E assim cheguei no candomblé sem muitas referências do que seria aquele local, apenas porque a vida foi me encaminhando até que um dia estivesse ali naquele lugar com aquelas pessoas. E pude compreender algo que me fez ver o mundo de outra forma ao entender o quanto o respeito a quem veio antes é algo sagrado e mais do que isso: crucial para o funcionamento da dinâmica do barracão.

Se formos ainda mais a fundo nessa religião, entenderemos que todos os seres humanos têm seu ancestral primeiro, seu orixá, que nada mais é do que a representação de um elemento natural. O quão forte e avassalador é quando nos damos conta disso. O quão significativo é quando entendemos que estamos falando de uma religião que sem folhas não se pode se sustentar, sem os axés que só a natureza pode nos entregar, nada pode ser feito, a natureza é a nossa força vital.

Antes disso, a natureza é nossa ancestral. Parte da minha família. Parte de mim. O sangue que corre nas veias de cada animal, corre nas minhas também. Ela é um ser que vive. Entender isso ainda me causa muitas noites sem dormir, é uma virada de chave da vida.

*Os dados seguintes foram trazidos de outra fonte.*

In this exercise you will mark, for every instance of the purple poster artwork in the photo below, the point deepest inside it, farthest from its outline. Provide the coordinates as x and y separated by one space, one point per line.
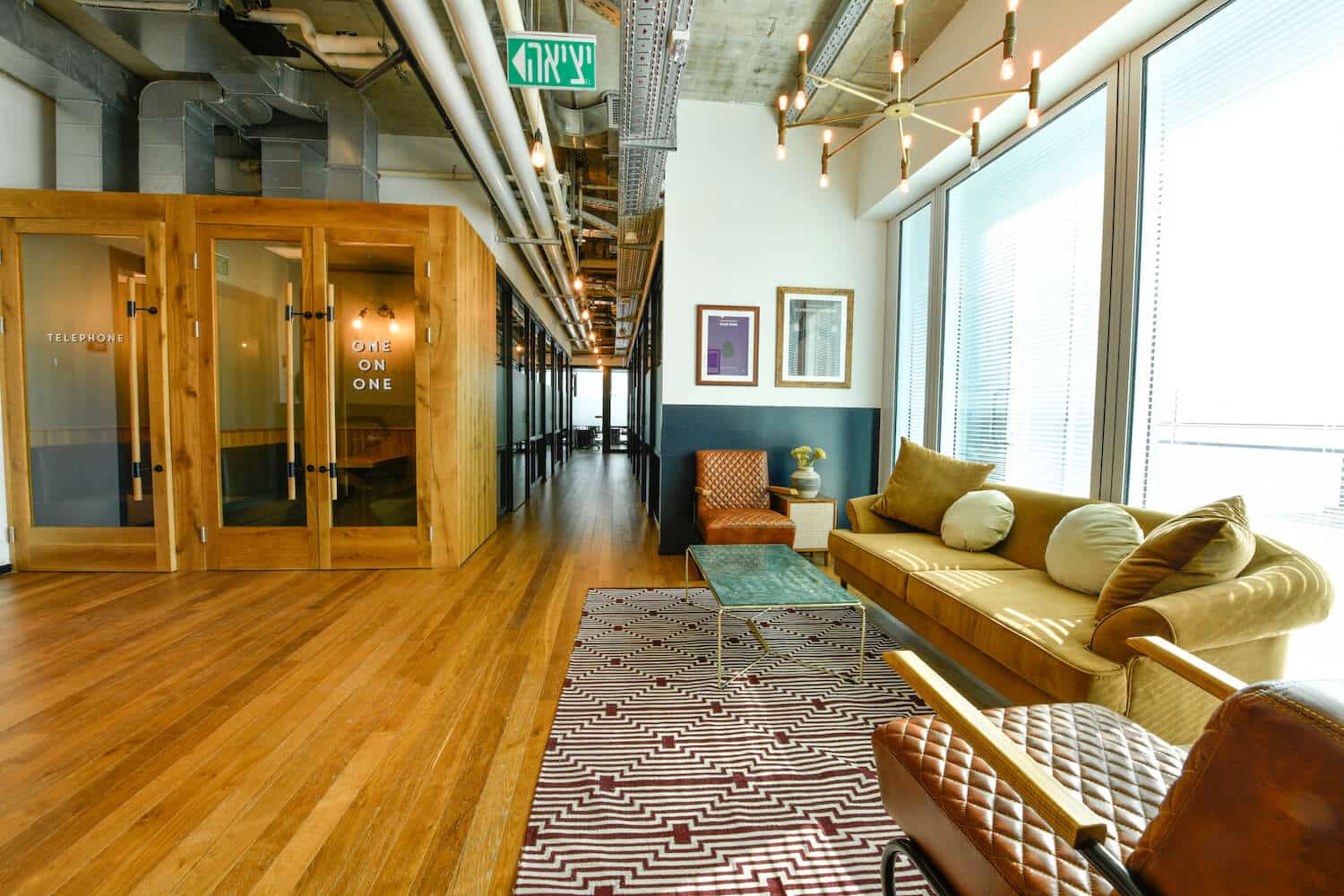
728 340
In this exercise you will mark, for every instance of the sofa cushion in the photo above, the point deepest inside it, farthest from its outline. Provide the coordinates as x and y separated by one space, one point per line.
1088 546
978 520
1207 546
924 485
889 557
746 525
1026 622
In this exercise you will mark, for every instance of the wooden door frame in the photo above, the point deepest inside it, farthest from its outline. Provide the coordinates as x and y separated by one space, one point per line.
263 546
384 546
120 548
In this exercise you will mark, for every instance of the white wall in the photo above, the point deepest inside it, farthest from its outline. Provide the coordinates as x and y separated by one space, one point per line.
739 223
27 161
441 155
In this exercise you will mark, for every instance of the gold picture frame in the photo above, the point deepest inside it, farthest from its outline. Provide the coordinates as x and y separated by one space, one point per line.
811 360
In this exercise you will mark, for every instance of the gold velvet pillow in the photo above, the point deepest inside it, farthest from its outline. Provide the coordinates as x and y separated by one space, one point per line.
1202 547
924 485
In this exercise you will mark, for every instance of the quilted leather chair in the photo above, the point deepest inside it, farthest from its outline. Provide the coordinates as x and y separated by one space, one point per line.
733 500
1255 807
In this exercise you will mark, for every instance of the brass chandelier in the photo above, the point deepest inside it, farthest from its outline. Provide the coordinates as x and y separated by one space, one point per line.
898 107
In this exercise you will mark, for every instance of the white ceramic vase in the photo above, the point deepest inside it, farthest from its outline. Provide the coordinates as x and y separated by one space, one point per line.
806 481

Com o meu orixá eu ainda tenho muito o que aprender também, sobre como utilizar tudo que a nossa biosfera oferece, mas com respeito e cuidado, lembrando que nas florestas existem inúmeras entidades protetoras e que conhecem sobre o funcionamento dessa teia muito melhor que qualquer um.

Entretanto, não posso aqui fechar os olhos para a injustiça climática que corrói meu povo. E é uma injustiça no campo mais amplo que essa discussão permite adentrar. E para começar a elucidar isso, vou para um passado recente. Durante a pandemia da COVID-19 o território da Maré se tornou um epicentro e por motivos que escancaram não a ausência do Estado, mas sim a escolha de políticas públicas que podem acessar esse território. Porque as operações policiais perduraram durante todo o momento em que a minha favela esteve entre os locais onde havia mais pessoas contagiadas por um vírus que pode ser mortal. Entretanto, a falta de água era algo recorrente, a falta de estrutura dos postos de saúde era evidente. Se não tivesse acontecido uma mobilização interna para salvarmos nossas próprias vidas, o cenário teria sido ainda pior. Percebemos então que a única política que pode acessar nossos corpos, de acordo com o governo, é a de morte.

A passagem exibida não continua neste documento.